3. Timeline: With this tool, you can search for items relevant to a range of years and then view your answers sorted along a time line.
  • For example, let's say you do a search for Abraham. You could be searching for Abraham Lincoln or Abraham, the first of the Avot (Patriarches) in the Tanach. Through the timeline, you can easily limit your search to Abraham from the Bible by only looking for results from the range of 2000-1500BCE. 


4. Time: You can also filter your searches by time. This is different from the Timeline because you are not searching for results about a specific time period. Rather, you are searching for websites created after a certain time. This is great for researching something that has changed in the recent past.
  • For example, let's say I want to know why the Google Wonder Wheel no longer is listed in the Google search tools. (I will describe the Wonder Wheel's great utility later in the posting based on my experiences using it just last week but for now it has mysteriously disappeared.) You can search for "Google Wonder Wheel" and limit your search to the past week.


5. Wonder Wheel: I will end this lecture by discussing the Wonder Wheel, a great tool for seeing related searches.
  • For example, let's say you start by searching for Twitter.

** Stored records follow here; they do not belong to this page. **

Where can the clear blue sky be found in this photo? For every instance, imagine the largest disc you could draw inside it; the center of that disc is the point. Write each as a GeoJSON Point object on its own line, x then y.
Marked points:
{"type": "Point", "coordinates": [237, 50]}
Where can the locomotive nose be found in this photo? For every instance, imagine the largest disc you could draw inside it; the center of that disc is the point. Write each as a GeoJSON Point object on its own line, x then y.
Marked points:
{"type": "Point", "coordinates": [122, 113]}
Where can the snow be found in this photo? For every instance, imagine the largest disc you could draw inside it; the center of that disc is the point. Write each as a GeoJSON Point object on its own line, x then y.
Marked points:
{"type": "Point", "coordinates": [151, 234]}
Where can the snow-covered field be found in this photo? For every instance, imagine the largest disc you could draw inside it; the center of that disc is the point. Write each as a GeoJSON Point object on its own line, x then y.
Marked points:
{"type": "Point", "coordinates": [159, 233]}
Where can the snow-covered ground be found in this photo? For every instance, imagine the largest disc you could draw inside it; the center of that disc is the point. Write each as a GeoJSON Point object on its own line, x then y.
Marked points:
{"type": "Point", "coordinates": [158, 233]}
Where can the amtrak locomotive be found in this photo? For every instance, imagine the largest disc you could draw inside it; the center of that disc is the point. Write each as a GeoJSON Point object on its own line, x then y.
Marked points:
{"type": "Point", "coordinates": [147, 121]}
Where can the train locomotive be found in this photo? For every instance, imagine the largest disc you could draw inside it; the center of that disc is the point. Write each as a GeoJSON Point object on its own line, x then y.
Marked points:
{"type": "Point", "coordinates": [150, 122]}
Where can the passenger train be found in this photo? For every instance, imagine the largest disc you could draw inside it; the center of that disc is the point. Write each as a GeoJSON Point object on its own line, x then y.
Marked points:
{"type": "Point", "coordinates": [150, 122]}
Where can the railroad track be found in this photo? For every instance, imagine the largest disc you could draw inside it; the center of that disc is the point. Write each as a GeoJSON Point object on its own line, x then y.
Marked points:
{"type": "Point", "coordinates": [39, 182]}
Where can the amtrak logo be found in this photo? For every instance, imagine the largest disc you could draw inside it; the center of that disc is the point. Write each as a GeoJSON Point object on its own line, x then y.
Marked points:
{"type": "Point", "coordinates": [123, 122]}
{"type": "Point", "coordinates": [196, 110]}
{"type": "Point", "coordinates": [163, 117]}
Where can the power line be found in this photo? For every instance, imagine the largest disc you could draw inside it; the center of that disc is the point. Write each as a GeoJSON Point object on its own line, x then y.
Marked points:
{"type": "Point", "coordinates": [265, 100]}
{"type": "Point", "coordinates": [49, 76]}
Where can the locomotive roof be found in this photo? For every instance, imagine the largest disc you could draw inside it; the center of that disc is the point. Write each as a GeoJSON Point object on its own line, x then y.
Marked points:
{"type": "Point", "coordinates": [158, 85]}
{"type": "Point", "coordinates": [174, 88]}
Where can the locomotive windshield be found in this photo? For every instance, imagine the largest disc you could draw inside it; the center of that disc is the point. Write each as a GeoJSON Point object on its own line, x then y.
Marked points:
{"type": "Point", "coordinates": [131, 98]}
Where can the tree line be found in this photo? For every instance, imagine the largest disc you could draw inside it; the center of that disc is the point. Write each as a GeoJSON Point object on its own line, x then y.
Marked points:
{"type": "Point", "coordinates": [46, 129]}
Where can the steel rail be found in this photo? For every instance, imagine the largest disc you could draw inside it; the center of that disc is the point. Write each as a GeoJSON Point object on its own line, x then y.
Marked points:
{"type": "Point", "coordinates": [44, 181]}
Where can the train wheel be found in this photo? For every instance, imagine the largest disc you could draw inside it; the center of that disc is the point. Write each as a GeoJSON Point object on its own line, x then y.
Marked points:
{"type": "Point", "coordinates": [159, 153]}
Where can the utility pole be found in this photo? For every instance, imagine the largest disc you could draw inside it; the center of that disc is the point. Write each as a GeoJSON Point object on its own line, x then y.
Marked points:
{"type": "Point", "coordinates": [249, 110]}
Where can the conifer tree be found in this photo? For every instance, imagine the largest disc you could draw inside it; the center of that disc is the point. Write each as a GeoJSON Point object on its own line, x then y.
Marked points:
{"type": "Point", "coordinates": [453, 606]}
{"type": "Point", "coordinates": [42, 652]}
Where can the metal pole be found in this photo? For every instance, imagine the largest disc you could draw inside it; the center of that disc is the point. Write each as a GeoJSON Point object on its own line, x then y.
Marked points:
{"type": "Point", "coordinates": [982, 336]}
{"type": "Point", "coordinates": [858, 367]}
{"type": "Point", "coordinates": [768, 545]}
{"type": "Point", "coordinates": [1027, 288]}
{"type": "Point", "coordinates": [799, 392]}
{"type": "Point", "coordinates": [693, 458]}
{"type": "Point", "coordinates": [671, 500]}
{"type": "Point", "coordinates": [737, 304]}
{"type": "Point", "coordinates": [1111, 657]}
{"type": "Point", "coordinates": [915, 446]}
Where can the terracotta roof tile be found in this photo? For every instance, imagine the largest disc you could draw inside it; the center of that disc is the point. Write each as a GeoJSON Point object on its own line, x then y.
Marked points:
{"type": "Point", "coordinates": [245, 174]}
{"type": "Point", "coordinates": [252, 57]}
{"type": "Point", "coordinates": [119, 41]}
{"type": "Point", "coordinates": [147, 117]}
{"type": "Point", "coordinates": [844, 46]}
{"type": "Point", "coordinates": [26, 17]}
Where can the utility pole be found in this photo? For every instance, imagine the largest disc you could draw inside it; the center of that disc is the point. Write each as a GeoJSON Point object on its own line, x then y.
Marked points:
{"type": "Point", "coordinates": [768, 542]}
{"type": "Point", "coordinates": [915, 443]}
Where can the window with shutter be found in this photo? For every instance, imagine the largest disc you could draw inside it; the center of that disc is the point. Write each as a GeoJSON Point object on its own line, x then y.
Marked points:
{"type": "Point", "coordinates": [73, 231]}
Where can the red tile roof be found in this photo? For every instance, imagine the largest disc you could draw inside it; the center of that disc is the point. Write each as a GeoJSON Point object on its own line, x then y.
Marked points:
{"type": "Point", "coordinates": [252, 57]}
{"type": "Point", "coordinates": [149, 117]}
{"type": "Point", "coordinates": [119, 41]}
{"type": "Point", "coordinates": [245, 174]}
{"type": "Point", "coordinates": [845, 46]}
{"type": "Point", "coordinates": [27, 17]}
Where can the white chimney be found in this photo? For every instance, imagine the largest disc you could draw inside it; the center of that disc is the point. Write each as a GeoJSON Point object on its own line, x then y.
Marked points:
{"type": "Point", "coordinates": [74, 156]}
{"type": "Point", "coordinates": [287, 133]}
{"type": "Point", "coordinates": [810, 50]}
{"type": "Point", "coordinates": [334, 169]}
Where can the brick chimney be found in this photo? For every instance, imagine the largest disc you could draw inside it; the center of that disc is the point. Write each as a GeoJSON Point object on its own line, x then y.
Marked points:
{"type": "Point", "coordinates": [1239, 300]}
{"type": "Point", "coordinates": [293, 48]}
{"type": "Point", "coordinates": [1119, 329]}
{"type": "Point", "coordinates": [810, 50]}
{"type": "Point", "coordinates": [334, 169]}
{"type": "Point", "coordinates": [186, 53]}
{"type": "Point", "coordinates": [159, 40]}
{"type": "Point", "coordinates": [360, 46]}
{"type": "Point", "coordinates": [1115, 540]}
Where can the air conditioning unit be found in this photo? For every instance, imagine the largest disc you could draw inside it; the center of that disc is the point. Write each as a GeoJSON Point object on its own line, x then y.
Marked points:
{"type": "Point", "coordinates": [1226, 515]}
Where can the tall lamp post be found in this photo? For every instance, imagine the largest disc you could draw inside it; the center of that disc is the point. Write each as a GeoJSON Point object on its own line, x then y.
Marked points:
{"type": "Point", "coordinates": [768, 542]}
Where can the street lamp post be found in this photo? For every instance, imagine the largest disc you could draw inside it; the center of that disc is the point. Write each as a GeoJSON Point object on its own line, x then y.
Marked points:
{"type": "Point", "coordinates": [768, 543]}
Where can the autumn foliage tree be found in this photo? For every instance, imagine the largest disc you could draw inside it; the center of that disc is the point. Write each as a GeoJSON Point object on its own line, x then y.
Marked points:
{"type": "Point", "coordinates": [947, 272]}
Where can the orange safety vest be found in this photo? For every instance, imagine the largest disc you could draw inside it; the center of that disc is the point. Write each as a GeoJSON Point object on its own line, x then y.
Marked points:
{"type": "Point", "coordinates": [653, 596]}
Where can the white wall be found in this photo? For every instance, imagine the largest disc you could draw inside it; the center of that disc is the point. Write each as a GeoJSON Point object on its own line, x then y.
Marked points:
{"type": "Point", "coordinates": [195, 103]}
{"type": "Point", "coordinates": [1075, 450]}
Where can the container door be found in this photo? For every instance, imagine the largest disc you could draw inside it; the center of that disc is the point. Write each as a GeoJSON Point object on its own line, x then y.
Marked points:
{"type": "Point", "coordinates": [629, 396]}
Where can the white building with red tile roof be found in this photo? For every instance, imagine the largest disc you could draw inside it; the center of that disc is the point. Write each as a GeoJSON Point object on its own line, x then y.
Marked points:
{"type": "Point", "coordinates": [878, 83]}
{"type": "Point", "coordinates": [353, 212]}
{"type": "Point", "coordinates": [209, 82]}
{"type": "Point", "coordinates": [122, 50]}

You can refine your search further using the wonder wheel to search for Twitter Teaching tools. This will bring up, further categories to search for like flickr teaching tools, facebook teaching tools, or youtube teaching tools. Every time, you click on a category, it opens a new search and if you select to view all results, instead of the Wonder Wheel, you will then see all results for that search term. I would tell you to give the Wonder Wheel a try but for some reason it has disappeared. Hopefully it will come back soon.